In 1944, the US population was 6 per cent of the world population.  However, the US economy amounted to 50 percent of global gross domestic product.  Because of their massive economy, the US negotiators dominated the Bretton Woods conference.  The most famous English negotiator was the Cambridge economist, John Maynard Keynes, whose economic theories had been adopted by President Roosevelt in shaping the ‘New Deal’ which lifted the US out of the Great Depression.  Keynes suggested that IMF should enshrine policies not just for debtors but for lenders as well.  This suggestion was brushed aside by the US negotiator,  Harry Dexter White. Little did he expect that in 2010, the US would be the largest borrower on the planet and that, at the recent G20 meeting in Seoul Korea, the US President would plead with both China and Germany to import more in order to stabilise the global economy.

As envisaged by Bretton Woods each  member country paid a certain amount of  money in its own currency into the Fund. This entitled the country to apply for a  short-term loan when it ran into a short-term  balance-of-payments problems.  If a country wished to borrow more than its allotted quota, it had to submit itself to series of strict regime of monetary and fiscal policies drawn up principally by the IMF.

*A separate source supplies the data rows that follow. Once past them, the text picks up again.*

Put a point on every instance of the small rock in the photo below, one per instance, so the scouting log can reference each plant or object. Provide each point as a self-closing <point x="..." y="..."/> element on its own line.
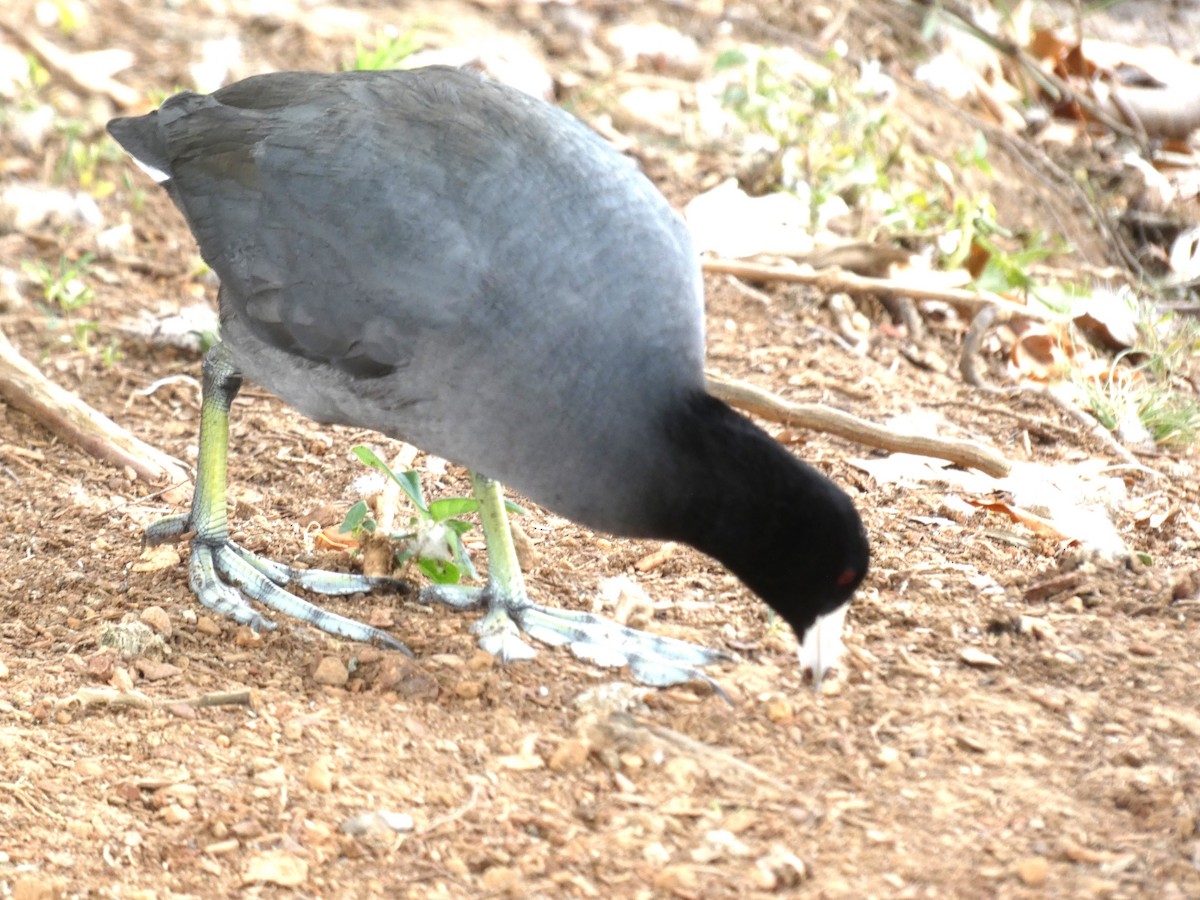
<point x="888" y="757"/>
<point x="271" y="778"/>
<point x="481" y="661"/>
<point x="89" y="768"/>
<point x="276" y="868"/>
<point x="779" y="711"/>
<point x="376" y="822"/>
<point x="247" y="639"/>
<point x="157" y="618"/>
<point x="319" y="777"/>
<point x="569" y="755"/>
<point x="1032" y="871"/>
<point x="501" y="880"/>
<point x="331" y="671"/>
<point x="175" y="815"/>
<point x="678" y="880"/>
<point x="469" y="690"/>
<point x="978" y="659"/>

In the 1950s, 1960s and 1970s, the IMF’s attention was almost exclusively directed to industrialised countries.   All that changed in August 1982, when Mexico ignited the Third World Debt crisis by threatening to default on its loans. Fearful that this might sink the international financial system, the IMF stepped in and organised new commercial loans to head off the threatened default. In return the IMF insisted on deep cuts in public spending which affected the health, education and welfare these countries. These policies called Structural Adjustment Programmes (SAPs) caused severe hardship for scores of countries and tens of millions of people in economically poor countries around the world.   In the 1980s, I and  many missionaries, and development workers and economists, challenged SAPs. We supported and helped fund the work of the Freedom From Debt Coalition in the Philippines and similar groups in other debtor countries. When I returned to Ireland in the early 1990s, I helped set up the Debt and Development Coalition. The Columban Justice and Peace office in Washington, D.C. played a pivotal role in the 50 Years is Enough campaign in 1995 which challenged the destructive polices of both the World Bank and the IMF.

Despite good critical analysis, based on first hand experience of the impact of these policies on the poor and energetic lobbying by missionaries and other organisations in the North and South, SAPs  were rigorously imposed on many poor countries. The one-size-fits all mentality caused pain, suffering and even death. Compassion, equity and solidarity were in short supply.  Irish people can expect that the IMF will attempt to slash similar budgets in Ireland.  If, as suggested, that the loans is in region of €90 billion, it will take a long time for Ireland to pay off these loans.  The Celtic Tiger is certainly dead and buried.